No one has really reported this story, as far as I can tell. In fact, some are already actively distorting it, blaming President Bush, for example, for failing to personally ensure that the Mayor of New Orleans had drafted an adequate evacuation plan. The worst example is an execrable piece from the Toronto Globe and Mail, by a supercilious Canadian who blames the chaos on American "individualism." But the truth is precisely the opposite: the chaos was caused by a system that was the exact opposite of individualism.

What Hurricane Katrina exposed was the psychological consequences of the welfare state. What we consider "normal" behavior in an emergency is behavior that is normal for people who have values and take the responsibility to pursue and protect them. People with values respond to a disaster by fighting against it and doing whatever it takes to overcome the difficulties they face. They don't sit around and complain that the government hasn't taken care of them. They don't use the chaos of a disaster as an opportunity to prey on their fellow men.

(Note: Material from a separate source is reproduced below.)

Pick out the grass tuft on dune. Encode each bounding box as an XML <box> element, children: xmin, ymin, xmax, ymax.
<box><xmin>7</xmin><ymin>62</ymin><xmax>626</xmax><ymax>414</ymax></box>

But what about criminals and welfare parasites? Do they worry about saving their houses and property? They don't, because they don't own anything. Do they worry about what is going to happen to their businesses or how they are going to make a living? They never worried about those things before. Do they worry about crime and looting? But living off of stolen wealth is a way of life for them.

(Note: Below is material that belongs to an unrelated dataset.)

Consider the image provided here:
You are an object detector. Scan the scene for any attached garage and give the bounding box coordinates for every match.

The welfare state--and the brutish, uncivilized mentality it sustains and encourages--is the man-made disaster that explains the moral ugliness that has swamped New Orleans. And that is the story that no one is reporting.

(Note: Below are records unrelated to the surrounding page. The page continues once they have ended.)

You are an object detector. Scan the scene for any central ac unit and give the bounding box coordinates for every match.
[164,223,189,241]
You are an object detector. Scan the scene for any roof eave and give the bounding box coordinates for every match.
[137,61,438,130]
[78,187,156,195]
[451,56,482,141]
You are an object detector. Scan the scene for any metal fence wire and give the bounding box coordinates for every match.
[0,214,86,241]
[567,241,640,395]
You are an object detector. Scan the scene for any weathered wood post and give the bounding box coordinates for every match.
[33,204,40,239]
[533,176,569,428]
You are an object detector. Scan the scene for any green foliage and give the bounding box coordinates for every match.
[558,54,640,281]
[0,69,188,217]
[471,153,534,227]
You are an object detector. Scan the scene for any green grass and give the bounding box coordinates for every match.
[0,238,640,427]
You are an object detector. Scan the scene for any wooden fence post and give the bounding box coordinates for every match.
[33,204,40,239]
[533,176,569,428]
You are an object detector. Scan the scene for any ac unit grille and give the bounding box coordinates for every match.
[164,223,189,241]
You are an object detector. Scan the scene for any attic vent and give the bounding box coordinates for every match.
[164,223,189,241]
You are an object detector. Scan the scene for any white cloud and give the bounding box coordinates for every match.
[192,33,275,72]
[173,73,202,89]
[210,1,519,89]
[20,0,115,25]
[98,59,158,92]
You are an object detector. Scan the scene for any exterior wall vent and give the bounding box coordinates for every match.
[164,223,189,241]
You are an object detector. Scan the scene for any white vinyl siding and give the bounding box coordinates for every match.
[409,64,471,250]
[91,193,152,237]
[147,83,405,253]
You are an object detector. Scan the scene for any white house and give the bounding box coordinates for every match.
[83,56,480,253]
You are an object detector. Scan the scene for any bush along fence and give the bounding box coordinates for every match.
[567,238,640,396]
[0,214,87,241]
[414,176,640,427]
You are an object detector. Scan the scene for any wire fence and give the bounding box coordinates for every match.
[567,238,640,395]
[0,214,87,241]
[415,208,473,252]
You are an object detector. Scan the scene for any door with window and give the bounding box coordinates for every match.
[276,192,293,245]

Source: TIA Daily -- September 2, 2005

Now, while some people amazingly try to blame a hurricane on the President . . . talk about an incredible leap of "logic" . . . this article kind of points out where the real problem is.

You see, this disaster is almost unprecedented in American history. Of course it's going to take a few days to ramp up the relief effort. What, you think the President has access to a Star Trek transporter and can just push a button to make emergency supplies appear in New Orleans? There's a lot of destroyed infrastructure down there. Things like roads and bridges and stuff, meaning that you can't just roll a convoy of trucks into town and start handing out food and water. The trucks have to be able to get to the scene. You've also got thousands and thousands of people who were apparently unable or unwilling to evacuate as they were told to do before the storm and who now need to be rescued. It's already been in the news that the Coast Guard has rescued something over 1200 people in spite of their own local facilities being destroyed. The Navy is sending a carrier and a gator down there with a bunch more helicopters. National Guard troops (who also lack transporter access thanks to Evil Dubya) are arriving in growing numbers.

The worst aspect of this whole disaster is the way some people want to turn this tragedy into another Make George Look Bad smear campaign. Christ on a crutch, isn't there something productive they could do instead? Have they become so filled with hatred and bile that even a catastrophe of this magnitude is just more grist for the "Gotcha!" mills?

Well, at least it shows that the Left is drifting further and further away from the mainstream of America, turning ever more inward on themselves in their little reality-impaired self-congratulatory zones. They are fading as a force in American politics, which can only be good news for the rest of us. Maybe with their nonsense out of the way, we can fix some of the things that need fixing.